- Born: 31 May 1887 Rosedale Victoria, Australia.
- Died: 18 June 1975 (aged 88)
- Resting place: Red Hill
- Occupations: Community worker, horticulturist, Voluntary Aid Detachment personnel
- Known for: Gardening, community work, and braille transcript
- Children: Three sons and four daughters

= Gladys Maeva Cumpston =

Australian Braille transcriber

Gladys Maeva Cumpston (1887–1975), was an Australia community worker, horticulturist, a braille transcriber and also a member of the Voluntary Aid Detachment, born on 31 May 1887 at Rosedale Victoria, Australia.

== Early life and education ==
Gladys Marva Cumpston was born on 31 May 1887 at Rosedale Victoria, Australia. She learned by Governesses and went to Shirley College and Presbyterian Ladies’ College, Melbourne. John Howard Lidgett Cumpston, a Historian and first Federal Director of health at Australia, is the husband of Gladys. Cumpston had three sons and four daughters.
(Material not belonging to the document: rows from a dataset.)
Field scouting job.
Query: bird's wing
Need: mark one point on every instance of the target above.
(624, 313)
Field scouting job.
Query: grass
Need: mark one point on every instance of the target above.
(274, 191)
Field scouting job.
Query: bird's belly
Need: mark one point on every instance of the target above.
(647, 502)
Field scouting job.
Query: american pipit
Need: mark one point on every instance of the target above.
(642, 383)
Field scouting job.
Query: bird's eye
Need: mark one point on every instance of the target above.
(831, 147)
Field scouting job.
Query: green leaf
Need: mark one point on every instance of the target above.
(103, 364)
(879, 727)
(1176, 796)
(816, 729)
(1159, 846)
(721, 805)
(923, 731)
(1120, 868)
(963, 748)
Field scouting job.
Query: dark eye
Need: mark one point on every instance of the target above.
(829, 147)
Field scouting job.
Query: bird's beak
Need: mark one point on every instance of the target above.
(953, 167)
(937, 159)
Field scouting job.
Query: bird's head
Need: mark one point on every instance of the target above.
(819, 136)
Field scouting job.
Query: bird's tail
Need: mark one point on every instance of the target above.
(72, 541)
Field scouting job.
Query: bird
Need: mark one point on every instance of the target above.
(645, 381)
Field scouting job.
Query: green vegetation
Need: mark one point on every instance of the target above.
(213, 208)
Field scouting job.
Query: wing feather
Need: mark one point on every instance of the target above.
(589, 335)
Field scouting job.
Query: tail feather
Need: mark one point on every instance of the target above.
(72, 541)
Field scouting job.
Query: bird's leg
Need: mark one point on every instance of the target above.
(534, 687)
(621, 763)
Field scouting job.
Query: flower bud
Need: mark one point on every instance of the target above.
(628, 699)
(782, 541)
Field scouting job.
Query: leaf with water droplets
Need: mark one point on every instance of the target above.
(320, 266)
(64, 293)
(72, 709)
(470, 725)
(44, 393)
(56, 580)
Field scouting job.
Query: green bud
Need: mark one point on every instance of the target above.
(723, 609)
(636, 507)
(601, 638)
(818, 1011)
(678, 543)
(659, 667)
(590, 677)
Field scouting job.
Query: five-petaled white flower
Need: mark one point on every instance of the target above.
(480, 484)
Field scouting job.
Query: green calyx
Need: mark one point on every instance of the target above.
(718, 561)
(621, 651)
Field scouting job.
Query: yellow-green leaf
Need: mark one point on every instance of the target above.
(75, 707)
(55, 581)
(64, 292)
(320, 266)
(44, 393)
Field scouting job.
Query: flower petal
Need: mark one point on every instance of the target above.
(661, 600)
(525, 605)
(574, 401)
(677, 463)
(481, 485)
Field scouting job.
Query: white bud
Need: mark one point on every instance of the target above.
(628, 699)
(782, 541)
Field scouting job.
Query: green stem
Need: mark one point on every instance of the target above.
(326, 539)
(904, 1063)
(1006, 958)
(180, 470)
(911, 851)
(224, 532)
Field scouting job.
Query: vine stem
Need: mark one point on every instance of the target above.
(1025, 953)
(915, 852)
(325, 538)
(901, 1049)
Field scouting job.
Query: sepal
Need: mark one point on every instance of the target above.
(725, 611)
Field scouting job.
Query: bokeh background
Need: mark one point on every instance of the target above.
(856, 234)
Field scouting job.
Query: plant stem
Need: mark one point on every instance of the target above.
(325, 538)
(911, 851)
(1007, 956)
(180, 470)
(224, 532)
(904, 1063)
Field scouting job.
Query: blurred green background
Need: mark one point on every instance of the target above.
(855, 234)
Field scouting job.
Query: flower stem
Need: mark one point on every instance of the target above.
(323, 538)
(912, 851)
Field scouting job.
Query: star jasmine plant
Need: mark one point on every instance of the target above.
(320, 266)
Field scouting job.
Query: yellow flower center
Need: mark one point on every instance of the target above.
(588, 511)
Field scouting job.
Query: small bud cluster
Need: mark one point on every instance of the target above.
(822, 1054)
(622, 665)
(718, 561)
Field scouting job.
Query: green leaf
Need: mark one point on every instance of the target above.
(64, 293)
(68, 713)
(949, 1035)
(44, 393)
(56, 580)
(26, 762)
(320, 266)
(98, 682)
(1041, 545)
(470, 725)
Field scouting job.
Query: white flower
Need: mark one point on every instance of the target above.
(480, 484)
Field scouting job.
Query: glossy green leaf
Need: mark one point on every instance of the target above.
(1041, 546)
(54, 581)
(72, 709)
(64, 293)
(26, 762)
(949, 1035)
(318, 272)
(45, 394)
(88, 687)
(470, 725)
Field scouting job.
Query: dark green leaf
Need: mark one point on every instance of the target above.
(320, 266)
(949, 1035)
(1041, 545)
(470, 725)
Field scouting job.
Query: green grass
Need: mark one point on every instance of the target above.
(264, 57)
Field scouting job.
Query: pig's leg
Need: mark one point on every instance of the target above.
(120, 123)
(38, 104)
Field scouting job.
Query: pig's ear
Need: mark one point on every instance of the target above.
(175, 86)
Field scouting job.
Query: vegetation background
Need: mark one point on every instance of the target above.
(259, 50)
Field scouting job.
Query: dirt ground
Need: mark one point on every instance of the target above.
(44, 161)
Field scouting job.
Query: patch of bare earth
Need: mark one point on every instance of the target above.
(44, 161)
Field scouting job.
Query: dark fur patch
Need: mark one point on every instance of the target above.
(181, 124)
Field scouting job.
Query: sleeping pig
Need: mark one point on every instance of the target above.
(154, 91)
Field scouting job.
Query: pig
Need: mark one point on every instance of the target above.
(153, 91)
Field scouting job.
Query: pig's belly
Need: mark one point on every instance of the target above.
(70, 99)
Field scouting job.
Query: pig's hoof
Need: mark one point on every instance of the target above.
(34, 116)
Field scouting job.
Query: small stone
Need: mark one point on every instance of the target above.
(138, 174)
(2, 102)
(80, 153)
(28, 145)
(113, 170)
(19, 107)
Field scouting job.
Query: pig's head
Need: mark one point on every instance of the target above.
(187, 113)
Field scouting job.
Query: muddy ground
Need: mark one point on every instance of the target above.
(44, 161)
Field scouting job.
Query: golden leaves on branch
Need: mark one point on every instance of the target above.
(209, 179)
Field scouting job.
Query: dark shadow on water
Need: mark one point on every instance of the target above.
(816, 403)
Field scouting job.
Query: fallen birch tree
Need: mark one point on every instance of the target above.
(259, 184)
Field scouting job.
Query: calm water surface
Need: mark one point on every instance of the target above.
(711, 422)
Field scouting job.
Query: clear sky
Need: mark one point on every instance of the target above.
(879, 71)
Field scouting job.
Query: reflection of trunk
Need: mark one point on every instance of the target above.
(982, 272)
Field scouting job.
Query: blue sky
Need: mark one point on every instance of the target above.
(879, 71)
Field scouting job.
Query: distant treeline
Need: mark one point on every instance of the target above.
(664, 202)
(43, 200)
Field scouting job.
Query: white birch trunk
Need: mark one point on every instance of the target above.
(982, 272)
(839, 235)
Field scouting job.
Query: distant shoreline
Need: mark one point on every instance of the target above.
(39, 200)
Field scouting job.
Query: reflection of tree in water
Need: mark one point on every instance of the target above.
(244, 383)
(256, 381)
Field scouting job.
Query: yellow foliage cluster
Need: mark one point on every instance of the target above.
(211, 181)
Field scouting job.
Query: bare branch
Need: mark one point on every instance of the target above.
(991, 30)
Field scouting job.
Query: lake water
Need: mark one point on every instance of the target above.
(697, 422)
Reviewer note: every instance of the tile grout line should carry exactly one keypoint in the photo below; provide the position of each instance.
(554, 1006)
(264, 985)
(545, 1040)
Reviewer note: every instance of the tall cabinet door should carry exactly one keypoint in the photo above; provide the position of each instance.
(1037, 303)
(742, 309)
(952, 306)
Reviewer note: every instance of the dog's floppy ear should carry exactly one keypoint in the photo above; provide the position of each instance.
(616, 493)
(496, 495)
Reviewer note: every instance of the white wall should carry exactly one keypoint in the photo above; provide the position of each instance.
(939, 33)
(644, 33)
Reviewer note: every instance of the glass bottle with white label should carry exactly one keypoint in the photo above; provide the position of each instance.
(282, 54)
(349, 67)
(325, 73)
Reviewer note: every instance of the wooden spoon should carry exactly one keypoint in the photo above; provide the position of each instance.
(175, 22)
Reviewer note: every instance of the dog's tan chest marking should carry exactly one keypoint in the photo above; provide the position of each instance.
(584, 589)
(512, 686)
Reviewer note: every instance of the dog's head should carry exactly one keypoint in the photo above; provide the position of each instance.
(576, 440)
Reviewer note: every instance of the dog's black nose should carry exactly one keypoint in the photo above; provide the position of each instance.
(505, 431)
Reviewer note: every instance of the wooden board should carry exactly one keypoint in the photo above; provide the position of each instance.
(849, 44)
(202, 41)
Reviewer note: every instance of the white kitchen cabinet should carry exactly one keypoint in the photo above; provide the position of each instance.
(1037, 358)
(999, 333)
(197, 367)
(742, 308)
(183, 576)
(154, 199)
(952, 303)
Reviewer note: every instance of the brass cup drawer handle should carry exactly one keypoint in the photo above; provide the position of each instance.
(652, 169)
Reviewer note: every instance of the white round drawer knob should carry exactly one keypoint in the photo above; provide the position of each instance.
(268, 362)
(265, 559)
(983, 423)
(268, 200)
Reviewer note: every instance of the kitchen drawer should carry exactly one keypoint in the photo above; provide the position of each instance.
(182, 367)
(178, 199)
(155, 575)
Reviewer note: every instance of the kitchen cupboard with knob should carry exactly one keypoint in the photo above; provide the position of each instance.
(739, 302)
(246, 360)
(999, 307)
After her husband's death in 1954, Cumpston promoted the publication of Johns historical research.

== Member ==
Cumpston was an active member of society such as Native Plant cultivating Society; Canberra Mothercraft Society; Canberra Nursery Kindergarten Society; Canberra Horticultural Society; Australian Red Cross Society; and Canberra and District Historical Society.

== Honors and recognitions ==
Cumpston won the Lady Gowrie Challenge Cup in 1949 and Ormond Cup in 1936. The Queensland Braille Writing Association recorded Gladys name in the honor board for her services as a Braille Transcriber.